Monday, August 3, 2009

On the Wards

Hi, everybody!


Emory SOM provides an immersion experience for the week after orientation called "Week on the Wards". It's meant to be a taste of what you're looking forward to. It grounds you in the reason you're learning all you learn in the next 18 months. It also, I've heard, gives you a benchmark so that later when you've had tons of experience and you actually understand the pathologies being discussed, you can say, "Wow, I sure have learned a lot since that first week on the wards."

Every M1 (first-year medical student) goes to a different rotation at one of five different Emory-affiliated hospitals. There's Egleston Children's Hospital, Emory Midtown (AKA Crawford Long), Emory University Medical Hospital (???), The VA, or Grady Hospital. So, today I received my marching orders for my Week on the Wards: Grady Internal Medicine Team 6. (Go team 6.) I'm joking because this has been the farthest thing from a competitive experience.

There's a shuttle from Emory SOM to Grady Hospital. It's about 5 miles, so it takes around 15 minutes with no traffic. The shuttle is a little like a roller coaster ride. My spacial awareness is poor enough that it looked to me like the shuttle was going to collide with every car we passed. The words "barrelling" and "careening" come to mind. I like the shuttle, though. I'm fairly certain I'd survive a collision and I basically give up care for life and limb and allow the shuttle driver to perform her drive. I did get fussed at for eating grapes, which I should've had the good sense not to do. Plus, since I hadn't realized I was breaking a rule, it took awhile for me to catch on that it was me she was fussing at.

(Resumed next day while at Grady Hospital computer lab on the top floor with the wraparound balcony and well-used lounge.)

This is FUN! I am on a team with (in order of descending responsibility) an attending physician, a head resident, an intern, a third-year med student, and a fourth-year med student. (And another M1 like me.) They are AWESOME. The attending physician is an excellent teacher. She's incredibly well-spoken and seems not to let a learning opportunity slide by without snagging it. The head resident is also neat...but I think he's currently in survival mode. He appears to be bleary-eyed, and we didn't see him at all yesterday because the clinic was busy. (I have no idea how this relates to his hospital duties or if he happened to stay up all night last night.) But he's definitely wry, direct, and good-natured. The intern has only been in her internship for three days, so she's brand-new and had her first (?) night of call here last night. She seems operable today, amazingly, though she said last night seemed busy to her.

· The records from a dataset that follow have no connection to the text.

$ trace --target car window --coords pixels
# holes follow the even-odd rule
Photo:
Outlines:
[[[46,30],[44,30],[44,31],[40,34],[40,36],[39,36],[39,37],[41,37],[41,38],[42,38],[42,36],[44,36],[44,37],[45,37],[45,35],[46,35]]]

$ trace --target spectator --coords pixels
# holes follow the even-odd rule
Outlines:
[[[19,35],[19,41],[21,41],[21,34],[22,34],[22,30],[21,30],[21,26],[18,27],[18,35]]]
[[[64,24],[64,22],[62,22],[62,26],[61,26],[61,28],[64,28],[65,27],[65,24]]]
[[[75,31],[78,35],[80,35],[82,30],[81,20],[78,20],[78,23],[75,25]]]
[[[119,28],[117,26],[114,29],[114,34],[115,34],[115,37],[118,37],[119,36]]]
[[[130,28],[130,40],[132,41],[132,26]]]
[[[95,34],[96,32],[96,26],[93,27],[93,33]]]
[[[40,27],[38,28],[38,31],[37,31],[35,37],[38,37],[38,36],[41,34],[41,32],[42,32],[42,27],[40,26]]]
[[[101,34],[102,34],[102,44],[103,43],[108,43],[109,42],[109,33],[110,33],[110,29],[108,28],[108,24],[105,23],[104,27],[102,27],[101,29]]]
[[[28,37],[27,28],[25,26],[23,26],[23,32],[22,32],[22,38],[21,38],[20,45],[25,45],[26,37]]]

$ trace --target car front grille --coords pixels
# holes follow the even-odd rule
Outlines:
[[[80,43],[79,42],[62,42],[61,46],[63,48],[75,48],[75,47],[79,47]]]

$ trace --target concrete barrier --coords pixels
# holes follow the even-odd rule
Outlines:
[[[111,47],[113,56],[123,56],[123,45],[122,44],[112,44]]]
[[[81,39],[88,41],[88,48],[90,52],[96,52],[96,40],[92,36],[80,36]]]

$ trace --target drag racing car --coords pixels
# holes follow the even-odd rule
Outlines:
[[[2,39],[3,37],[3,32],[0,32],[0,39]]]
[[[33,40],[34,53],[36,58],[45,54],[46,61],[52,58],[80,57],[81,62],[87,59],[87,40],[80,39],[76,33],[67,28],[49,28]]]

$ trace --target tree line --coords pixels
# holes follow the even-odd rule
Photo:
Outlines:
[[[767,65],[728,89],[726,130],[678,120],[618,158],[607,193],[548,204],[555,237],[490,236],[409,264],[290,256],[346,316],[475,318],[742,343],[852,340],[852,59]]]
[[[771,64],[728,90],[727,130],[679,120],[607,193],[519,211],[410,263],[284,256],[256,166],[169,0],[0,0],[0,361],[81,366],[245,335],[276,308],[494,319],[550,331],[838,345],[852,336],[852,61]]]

Internal medicine seems to me to be medicine for adults, general, complicated. It's not a specialty (like neurology, oncology, dermatology, etc.). The patients we've seen have ranged from very, very sick to on their way out of the hospital. I actually am not quite clear on what I'm allowed to discuss in public, so I'll err on the side of safety and not discuss any specifics. I will say that every time I've been invited to listen or feel something on a physical exam, I've accepted with joy. I have also had to resort to my coping tactic of "You're about to cry; don't cry, don't cry, don't cry" which seems to be enough to distract me from the tragedy at hand.

I have to go, but I'll write more when I can. :)

2 comments:

melpmoore said...

i love, love, LOVE getting updates from you. we pray for you EVERY week and we're so excited that you are at a school that seems like it's made for you. Go Team 6!!

Elizabeth said...

that is amazing that you guys did this! i pray that you will look back on this week throughout the next 2 years and be motivated and encouraged! and i'm proud of you for respecting HIPAA.